Cedars-Sinai Medical Center v. Superior Court
Before: Ashby
Opinion
ASHBY, Acting P. J.
Petitioners, defendants in a malicious prosecution action, seek review of an order of the respondent court denying their motion for summary judgment. We grant the petition.
Facts
Early in 1982, there were a number of arson fires at Cedars-Sinai Medical Center (Cedars). At one point, the investigation into the cause of the fires focused on real party Marcus Henderson. During the course of the investigation, police investigators asked several Cedars employees to listen to a tape of a telephoned bomb threat. Five individuals, including petitioners Sharon Huff and Rodrigo Rojas, independently identified the voice as Henderson’s. Henderson was arrested for arson, and Huff and Rojas, among others, testified at his preliminary hearing, identifying Henderson as the individual whose voice they had heard on the tape. Although the charges were later dismissed for lack of evidence, Henderson spent over three months in jail.

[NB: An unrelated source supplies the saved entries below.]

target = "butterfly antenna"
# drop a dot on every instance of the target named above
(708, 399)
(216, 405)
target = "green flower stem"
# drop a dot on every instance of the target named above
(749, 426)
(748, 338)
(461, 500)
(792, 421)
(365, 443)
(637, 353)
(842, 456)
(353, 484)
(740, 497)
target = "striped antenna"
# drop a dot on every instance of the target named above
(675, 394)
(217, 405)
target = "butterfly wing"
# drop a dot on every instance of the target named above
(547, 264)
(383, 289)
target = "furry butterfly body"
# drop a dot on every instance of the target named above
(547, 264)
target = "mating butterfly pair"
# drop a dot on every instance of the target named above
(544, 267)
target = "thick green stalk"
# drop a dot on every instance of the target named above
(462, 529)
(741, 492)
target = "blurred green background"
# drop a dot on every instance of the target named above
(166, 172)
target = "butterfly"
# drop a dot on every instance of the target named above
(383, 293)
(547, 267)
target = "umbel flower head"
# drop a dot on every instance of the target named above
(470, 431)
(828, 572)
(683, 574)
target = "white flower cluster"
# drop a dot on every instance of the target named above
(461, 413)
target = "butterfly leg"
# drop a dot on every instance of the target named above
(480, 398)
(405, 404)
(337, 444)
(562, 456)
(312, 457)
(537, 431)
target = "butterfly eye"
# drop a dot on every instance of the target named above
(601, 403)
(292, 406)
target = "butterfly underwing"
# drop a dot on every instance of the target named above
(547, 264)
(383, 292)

Henderson thereafter sued Cedars, Huff and Rojas, and others, for malicious prosecution and other causes of action.
1
In his cause of action for malicious prosecution, Henderson alleges that the defendants “acted without probable cause in instigating and initiating the prosecution of plaintiff in that they did not honestly, reasonably, and in good faith, believe plaintiff to be guilty of the crime charged because they knew plaintiff was not the individual on the tape played for them. . . . Said defendants, nevertheless, maliciously misidentified plaintiff as the individual on said tape for the purpose of annoying and wronging him.”
[417]
In their declarations submitted in support of their motions for summary judgment, Huff and Rojas stated that in February 1983, they were summoned to the security office at Cedars, introduced to investigators and asked to listen to the tape. Neither was told that others had identified the voice as Henderson’s; both declared they “genuinely believed that it sounded like Marcus Henderson’s voice on the tape.”
Both Huff and Rojas stated they had not sought out the authorities or initiated any criminal action against Henderson; after listening to the tape, they took no further steps regarding the matter, and “[everything else was left to the authorities.”